Excitation spectra calculated using the AMP of CHF states constrained to different values of $\langle {\hat{I}}_y\rangle$, with kinematic $K$-mixing. Solid lines connect states of given projected angular momenta $I$ and are drawn only to guide the eye. Arrows indicate the minimum energies as a function of $\langle {\hat{I}}_y\rangle$. For comparison, the right column shows the CHF spectrum.

Figure 5

(a) Probabilities of finding the $I_{\max }-1$ spin components in the $|{\Phi }_{I_{\max }-1}^{(\pi )}\rangle$ CHF solutions. Squares and dots show results calculated using the exact AMP and approximate method of Ref. [30], respectively. (b) Energy differences between the favored- and unfavored-signature terminating states, $[f_{7/2}^n]{}_{I_{\max }}$ and $[f_{7/2}^n]{}_{I_{\max }-1}$, respectively. Values calculated using the AMP method (diamonds) are compared to those obtained within the shell model [30] (circles) and empirical data [33, 34, 35, 36, 37, 38] (dots).

Figure 6

Energy differences between the $[f_{7/2}^n]{}_{I_{\max }}$ terminating states and the lowest $[f_{7/2}^n]{}_{I_{\max }-2}$ states. Filled and unfilled circles represent the empirical data [33, 34, 35, 36, 37, 38, 39] and SM results of Ref. [30], respectively. Unfilled diamonds label the lowest CHF solutions, which are collective except for the cases of ${}^{42}\mathrm{Ca}$ and ${}^{42,43}\mathrm{Sc}$. Filled diamonds represent the AMP results.

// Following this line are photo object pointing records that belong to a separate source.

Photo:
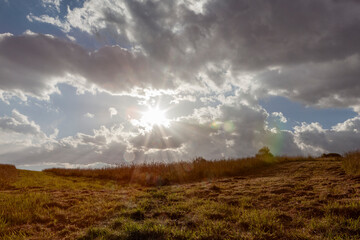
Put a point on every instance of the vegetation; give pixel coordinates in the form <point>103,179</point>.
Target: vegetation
<point>159,174</point>
<point>293,200</point>
<point>351,163</point>
<point>8,174</point>
<point>263,198</point>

Relative energies among the $I_{\max }$ reference state, noncollective ph $I_{\max }-1$ and $I_{\max }-2$ excitations (thin lines), SSB effect in the $I_{\max }-2$ state (thick dashed line), and final AMP configuration mixing (solid lines) are schematically illustrated in the inset.

Figure 7

Energy differences between the $[d_{3/2}^{-1}{f}_{7/2}^{n+1}]{}_{I_{\max }}$ terminating states and the lowest $[d_{3/2}^{-1}{f}_{7/2}^{n+1}]{}_{I_{\max }-2}$ states. Filled and unfilled circles represent empirical data [33, 34, 35, 36, 37, 38, 39] and SM results of Ref. [30], respectively. Filled and unfilled diamonds label the AMP results and the collective CHF solutions, respectively.

Figure 8

Energy differences between the $[d_{3/2}^{-1}{f}_{7/2}^{n+1}]{}_{I_{\max }}$ terminating states and the lowest unfavored-signature terminating $d_{3/2}^{-1}{f}_{7/2}^{n+1}]{}_{I_{\max }-1}$ states. Filled circles represent empirical data [34, 35, 36, 37, 38, 39] and unfilled and filled diamonds represent the CHF and AMP results, respectively. The inset shows the probabilities of finding the $I_{\max }-1$ components within the lowest CHF solution $|{\Phi }_{I_{\max }-1}\rangle$.